Alteration of the gut microbiota in patients with lung cancer accompanied by chronic obstructive pulmonary diseases

Tingxiang Wang; Wanting Su; Li Li; Haiyan Wu; He Huang; Zhijun Li

doi:10.1016/j.heliyon.2024.e30380

Alteration of the gut microbiota in patients with lung cancer accompanied by chronic obstructive pulmonary diseases

Heliyon. 2024 Apr 26;10(9):e30380. doi: 10.1016/j.heliyon.2024.e30380. eCollection 2024 May 15.

Authors

Tingxiang Wang¹, Wanting Su², Li Li³, Haiyan Wu³, He Huang³, Zhijun Li³

Affiliations

¹ Department of Oncology, Zhejiang Hospital Affiliated with the Medical SChool of Zhejiang University, 1229 Gudun Road, Xihu District, Hangzhou, Zhejiang 310012, China.
² Zhejiang Chinese Medical University, 348 Binwen Road, Binjiang District, Hangzhou, Zhejiang 310000, China.
³ Department of Respiratory Medicine, Zhejiang Hospital Affiliated with the Medical School of Zhejiang University, 1229 Gudun Road, Xihu District, Hangzhou, Zhejiang 310012, China.

Abstract

Aim: To explore the abundance and diversity of the gut microbiota in patients with lung cancer accompanied by chronic obstructive pulmonary disease (LC-COPD).

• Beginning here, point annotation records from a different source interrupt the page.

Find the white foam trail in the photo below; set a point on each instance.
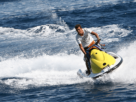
(62, 68)
(126, 74)
(43, 70)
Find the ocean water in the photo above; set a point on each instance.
(39, 56)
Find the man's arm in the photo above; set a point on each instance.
(82, 49)
(97, 36)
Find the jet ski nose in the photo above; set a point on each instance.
(104, 64)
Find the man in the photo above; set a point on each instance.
(84, 40)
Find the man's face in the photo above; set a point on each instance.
(80, 31)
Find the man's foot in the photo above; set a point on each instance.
(88, 72)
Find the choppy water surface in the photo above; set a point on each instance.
(39, 56)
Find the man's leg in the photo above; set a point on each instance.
(88, 68)
(88, 64)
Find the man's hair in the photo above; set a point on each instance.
(78, 25)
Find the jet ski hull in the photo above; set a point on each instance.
(106, 70)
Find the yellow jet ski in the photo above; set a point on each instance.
(101, 62)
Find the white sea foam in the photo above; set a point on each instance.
(62, 68)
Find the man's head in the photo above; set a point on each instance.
(79, 29)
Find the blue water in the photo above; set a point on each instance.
(39, 56)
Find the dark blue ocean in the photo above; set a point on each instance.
(39, 56)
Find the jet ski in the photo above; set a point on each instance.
(101, 62)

Methods: The study cohort comprised 15 patients with LC-COPD, 49 patients with lung cancer, and 18 healthy control individuals. ELISA was used to detect inflammatory factors in venous blood. 16S rDNA sequencing was performed to determine the abundance and diversity of the gut microbiota. Gas chromatography-mass spectrometry was used to determine the concentration of short-chain fatty acids (SCFAs) in feces samples.

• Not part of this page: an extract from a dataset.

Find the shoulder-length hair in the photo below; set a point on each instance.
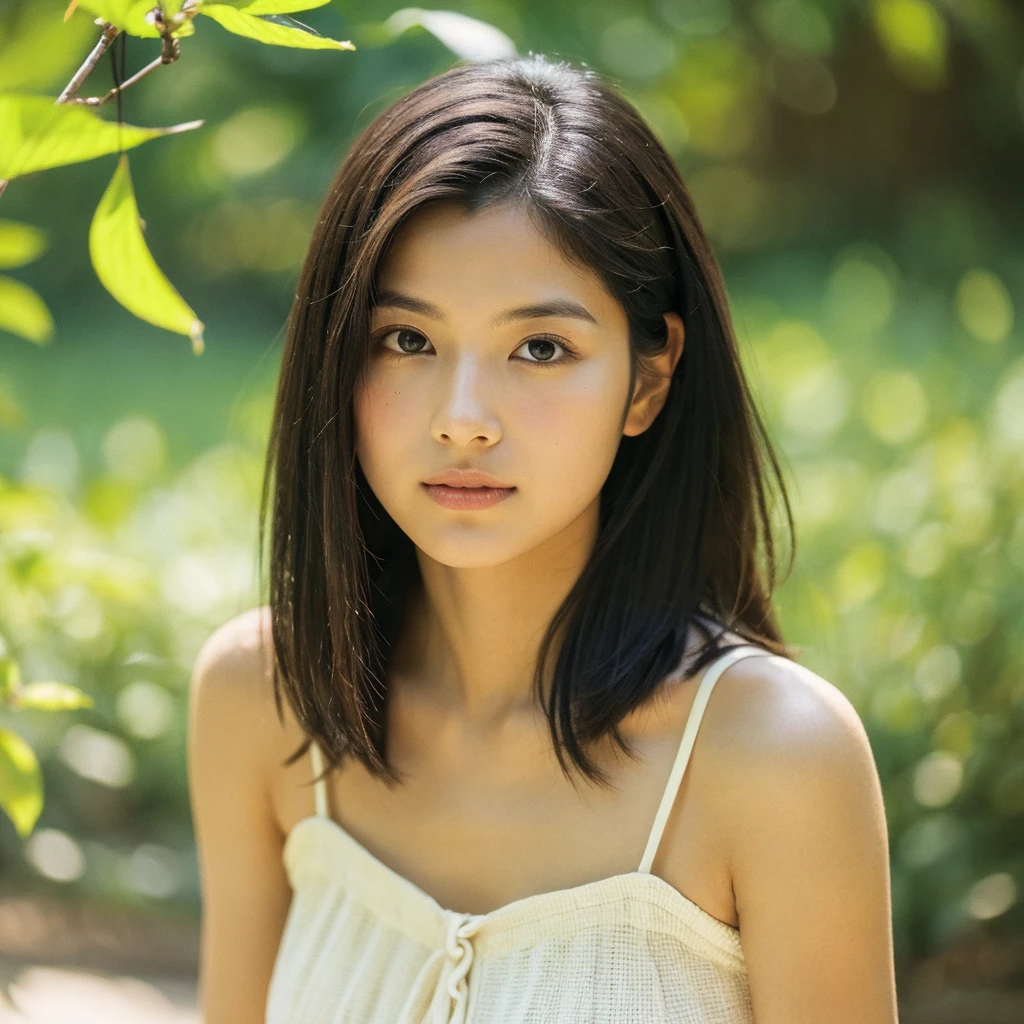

Results: The α-diversity index indicated that the richness and diversity of the gut microbiota were lower in patients with LC-COPD compared with patients with lung cancer and controls. Principal component analysis revealed significant differences among the three groups (P < 0.05). The linear discriminant analysis effect size algorithm indicated that the o_Lactobacillales, g_Lactobaccillus, f_Lactobaccillaceae, s_Lactobaccillus_oris, c_Bacilli, g_Anaerofustis, s_uncultured organism, and s_bacterium_P1C10 species were prevalent in patients with LC-COPD, while the g_Clostridium_XIVa and g_Butyricicoccus species were prevalent in patients with lung cancer. Furthermore, the concentrations of the SCFAs butyric acid, isobutyric acid, isovaleric acid, and valeric acid tended to be lower in patients with LC-COPD compared with patients with lung cancer and healthy controls, although these intergroup differences were not significant (P > 0.05). Patients with lung cancer had the lowest serum concentration of tumor necrosis factor (TNF)-a. There were no intergroup differences in the concentrations of other inflammatory factors.

Conclusions: The present study indicated that the abundance and structure of the gut microbiota is altered, and the concentrations of SCFAs may be decreased in patients with LC-COPD. In addition, patients with lung cancer had the lowest serum concentration of TNF-a.

Keywords: Chronic obstructive pulmonary disease; Gut microbiota; Inflammation; Lung cancer; Short-chain fatty acids.